You Are Paying for Users Who Left
Sarah left in March.
Her CRM license is still active. Her project management seat is still assigned. Her marketing automation login still exists. The two SaaS tools her department used that nobody else knew about are still billing monthly to a credit card in the finance department that gets auto-paid without review.
Sarah has been gone for eight months.
This is not a story about Sarah. It is a story about the seven other people who left before her, and the three who changed roles, and the department that got restructured two years ago. Every one of them left behind a digital footprint that your company is still paying for.
How it happens
Nobody cancels licenses on the way out. Offboarding checklists cover email access, building badges, and laptop returns. Software licenses are an afterthought at best. At most companies they are not on the checklist at all.
The billing continues because billing does not require a human being to show up. It requires a credit card number and an auto-renewal clause. Both of those outlast the employee by years.
The problem compounds with every departure, every role change, and every reorg. A department gets consolidated and half its tools become redundant overnight. The tools keep running. A team moves from one platform to another and the old one never gets cancelled because cancelling requires finding the admin login that only one person knew and that person is now in a different city.
What it actually costs
Run this exercise. Pull every software invoice from the last twelve months. Match each one to a current business need and a current user. Count how many you cannot match.
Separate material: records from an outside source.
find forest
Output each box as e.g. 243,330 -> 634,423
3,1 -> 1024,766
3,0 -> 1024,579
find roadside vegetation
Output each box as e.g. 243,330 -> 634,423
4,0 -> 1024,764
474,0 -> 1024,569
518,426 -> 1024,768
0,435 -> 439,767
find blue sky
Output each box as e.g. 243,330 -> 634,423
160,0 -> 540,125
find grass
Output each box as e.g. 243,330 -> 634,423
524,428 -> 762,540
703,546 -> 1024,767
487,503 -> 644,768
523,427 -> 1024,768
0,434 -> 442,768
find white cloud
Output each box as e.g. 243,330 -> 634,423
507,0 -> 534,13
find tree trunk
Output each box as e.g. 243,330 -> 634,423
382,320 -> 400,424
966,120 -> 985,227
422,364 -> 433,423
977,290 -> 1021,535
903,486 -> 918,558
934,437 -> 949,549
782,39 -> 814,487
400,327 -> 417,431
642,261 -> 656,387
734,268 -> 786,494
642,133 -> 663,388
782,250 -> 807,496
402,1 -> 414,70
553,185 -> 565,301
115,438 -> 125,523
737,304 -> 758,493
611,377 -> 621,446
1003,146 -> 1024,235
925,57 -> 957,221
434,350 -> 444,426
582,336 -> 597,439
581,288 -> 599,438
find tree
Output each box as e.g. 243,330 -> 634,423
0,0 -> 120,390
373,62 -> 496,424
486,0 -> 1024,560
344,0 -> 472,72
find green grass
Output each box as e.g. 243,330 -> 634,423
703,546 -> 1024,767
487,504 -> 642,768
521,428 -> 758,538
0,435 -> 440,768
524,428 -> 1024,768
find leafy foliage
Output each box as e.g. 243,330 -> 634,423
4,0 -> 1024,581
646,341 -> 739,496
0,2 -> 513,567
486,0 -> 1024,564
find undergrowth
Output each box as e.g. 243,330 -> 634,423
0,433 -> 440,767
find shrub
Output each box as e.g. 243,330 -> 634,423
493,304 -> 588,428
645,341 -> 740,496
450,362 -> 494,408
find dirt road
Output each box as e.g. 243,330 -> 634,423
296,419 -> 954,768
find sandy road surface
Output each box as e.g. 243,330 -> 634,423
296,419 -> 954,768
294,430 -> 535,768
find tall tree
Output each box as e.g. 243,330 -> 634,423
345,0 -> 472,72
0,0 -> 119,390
Most mid-market companies that do this for the first time find that 20 to 30% of their software spending has no clear owner and no clear purpose. On a $400,000 annual technology budget that is $80,000 to $120,000 in spending that is either completely wasted or so loosely justified that nobody could defend it in a budget meeting.
That money did not disappear in one bad decision. It leaked out twenty dollars at a time, month after month, across dozens of subscriptions that nobody was watching.
The fix is not complicated
You need a current inventory of every software subscription your company pays for, who owns it, who uses it, and what it costs. Not a spreadsheet someone built three years ago. A live document that gets updated when people join, leave, or change roles.
That inventory does not exist at most mid-market companies. Not because it is hard to build. Because nobody has been assigned to build it and nobody has a framework to maintain it once it exists.
The Business Technology Blueprint produces exactly that picture. It gives your team the structure to document what you have, what it costs, who owns it, and what happens when the person who owns it leaves. The first time a company goes through that process the savings typically cover the cost of doing it many times over.
Sarah left in March. The invoice is due on the first.